Heiman drove her SUV on Jan. 5 after it suddenly stopped. She initially thought the problem was an accident. However, both the SUV and the VW app displayed malfunction alerts. Heiman said neither one of them gave any instructions to stop driving the vehicle.
The Cross Sport slowed unexpectedly several more times during that day. However, she was able override the problem with the accelerator. Heiman stated that the SUV suddenly slowed down and came to an abrupt halt on her way home with her son. A second SUV just missed her rear-ending. To override what she believes was an error in automatic emergency brake, she shut off the engine and started it again.
Jan. 5, was her first encounter with Cross Sport. She bought it new in May 2021.
Heiman called her dealer and made an appointment for the following day. She said that the SUV suddenly stopped abruptly as she exited a two-lane highway.
She said, “They didn’t tell me it was unsafe to drive to dealer.”

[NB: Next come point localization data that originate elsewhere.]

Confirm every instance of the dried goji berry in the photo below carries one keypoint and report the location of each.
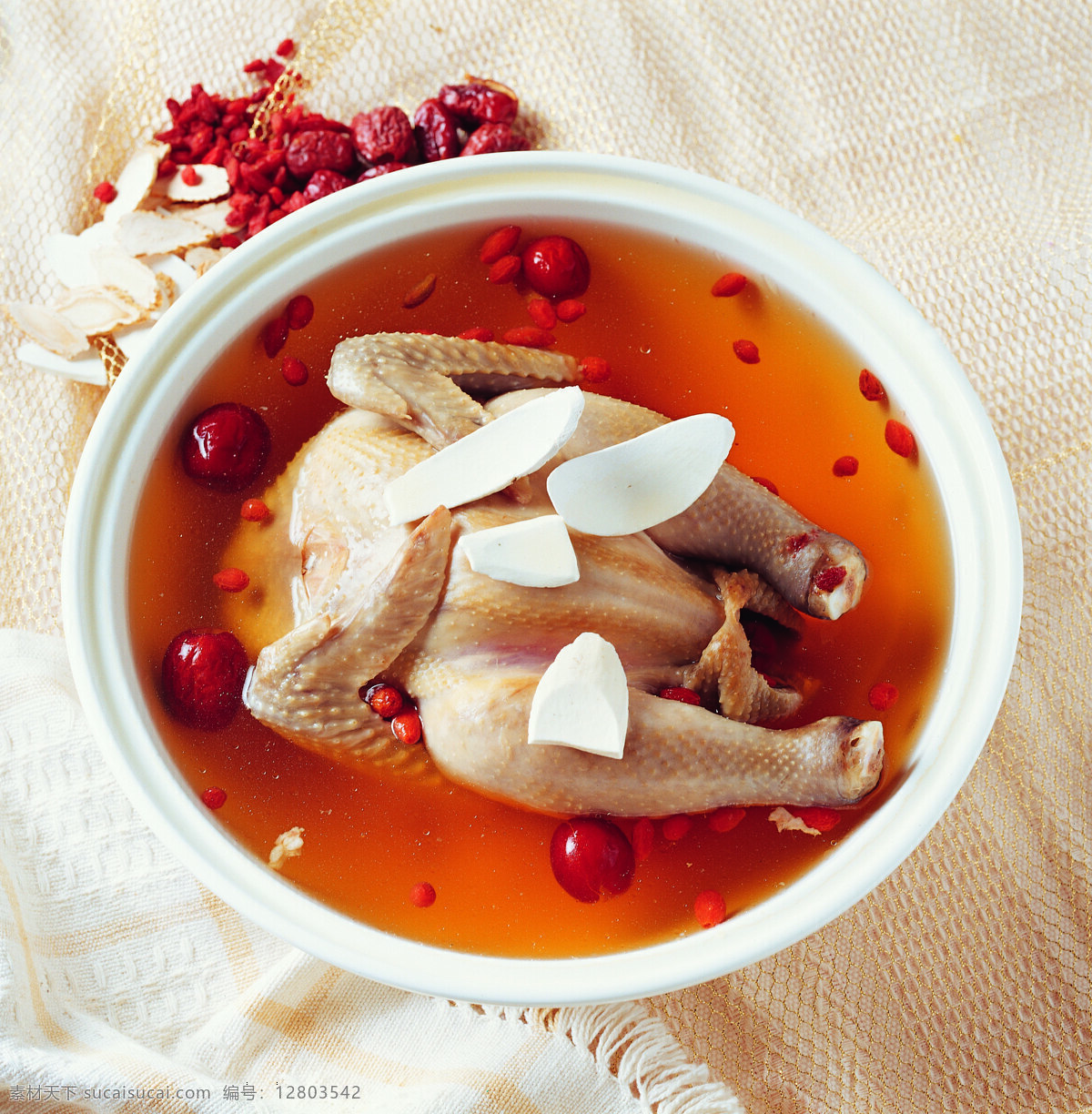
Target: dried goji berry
(407, 727)
(530, 337)
(213, 797)
(541, 312)
(476, 103)
(385, 700)
(294, 371)
(436, 132)
(710, 908)
(500, 242)
(594, 369)
(491, 138)
(298, 311)
(899, 439)
(883, 695)
(829, 578)
(385, 135)
(642, 839)
(420, 292)
(681, 694)
(870, 387)
(818, 816)
(729, 285)
(506, 268)
(422, 895)
(231, 580)
(724, 820)
(570, 309)
(318, 150)
(675, 828)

A mechanic discovered a problem in the wiring harness of the driver’s side door. She was told that there were no parts available. (Electrical shorts within wiring harnesses can lead to multiple vehicle problems, including brake activation.

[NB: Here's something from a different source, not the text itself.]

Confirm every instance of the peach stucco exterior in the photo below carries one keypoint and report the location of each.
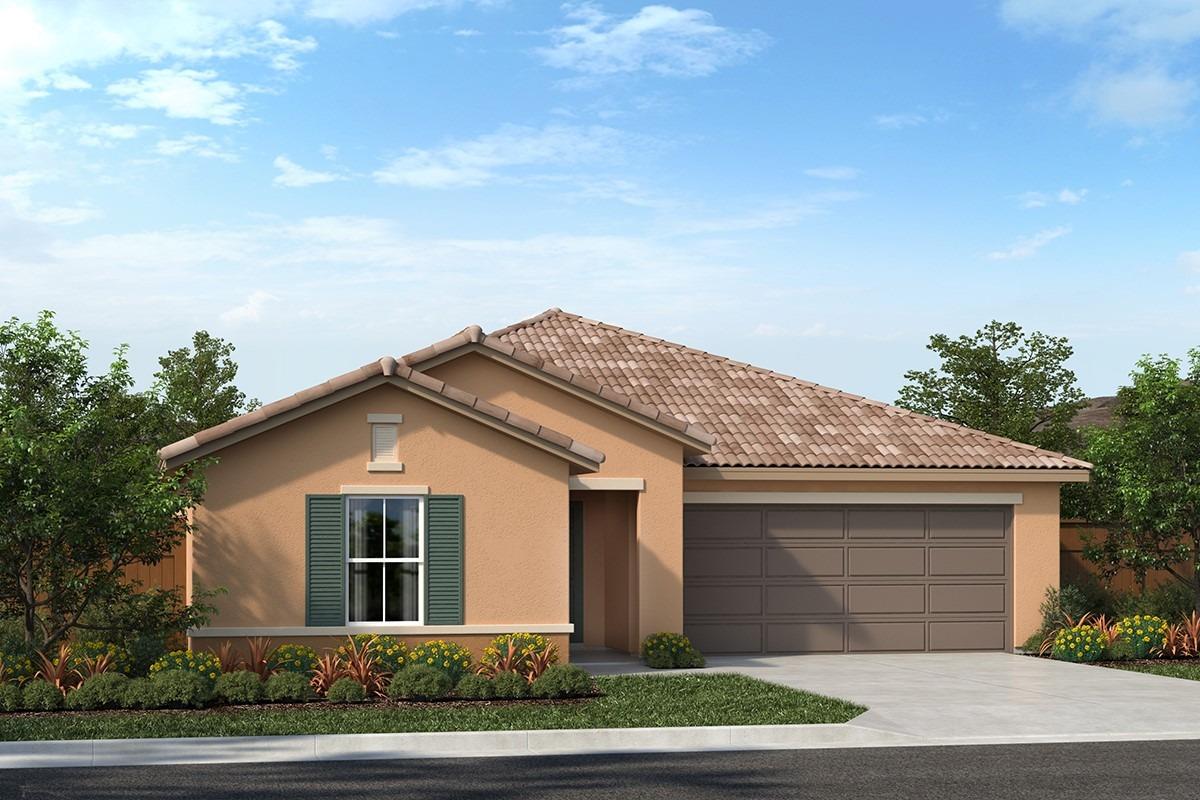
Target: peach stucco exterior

Heiman explained that after discussing safety concerns with the dealership, they arranged for a car rental and then a brand new all-wheel-drive VW SUV.
Heiman also reported the issue to VW via an online chat. She was then referred to a regional manager, who was not able to help.
VW did not respond to Heiman’s claims.
Heiman filed a complaint to NHTSA on Jan. 12. She said that she had never heard back from them. (NHTSA claims it reviews all complaints, but doesn’t always respond to them directly.
Heiman stated that her burnt orange Cross Sport, with 12,600 miles and a $45,000 price tag, had sat in the dealership waiting for the part for more than two months. Heiman was contacted by a reporter to learn that the part had arrived and that her vehicle had been fixed.
Other complainants to NHTSA stated that dealers had told them that there were no loaner cars available and they should continue driving their vehicles.
“They could not also guarantee that my parking brake would not engage once the car was in drive. However, they refused to rent me a car because Volkswagen doesn’t consider it a safety issue.” One unidentified Sidney Center resident, New York filed a complaint.
Heiman’s Volkswagen experience made her worried about other people who may have had the same issues with the same VW models. She is curious why neither the automaker nor government safety regulators have recalled them.
It’s not known how many vehicles will need to be fixed if there is a recall. VW sold 203,000 combined of the two models in 2020 and 2021.
Owners complained that their Atlas and Atlas Cross Sport SUVs were stopped abruptly by the automatic emergency brake system. Safety advocates claim that the new technology uses computers and cameras to detect obstacles and slows down or stops drivers who don’t respond. It is promising to reduce crashes.
Automakers are also concerned about the technology. NHTSA opened an investigation into unexpected brakes in Tesla and Honda vehicles. Since 2019, it has been investigating small Nissan Rogue SUVs.
NHTSA documents regarding the Honda investigation revealed that six individuals complained of minor injuries in crashes.
The agency stated that an inadvertent or unanticipated braking activation while driving could cause speed drops that could lead to an increased risk of rear-end collisions.
Recalls are often the result of investigations. They can take several months, or even years to complete.
NHTSA is currently working to develop rules that will require an automatic emergency brake system on all new light and heavy vehicles. Automakers also agreed to make the system standard for most of their models by September this year.
Michael Brooks, chief attorney for the Center for Auto Safety, stated that “We all want technology.” It doesn’t have to work, or it causes safety problems like phantom brakes. This suggests that they should establish a minimum performance standard for all AEB systems.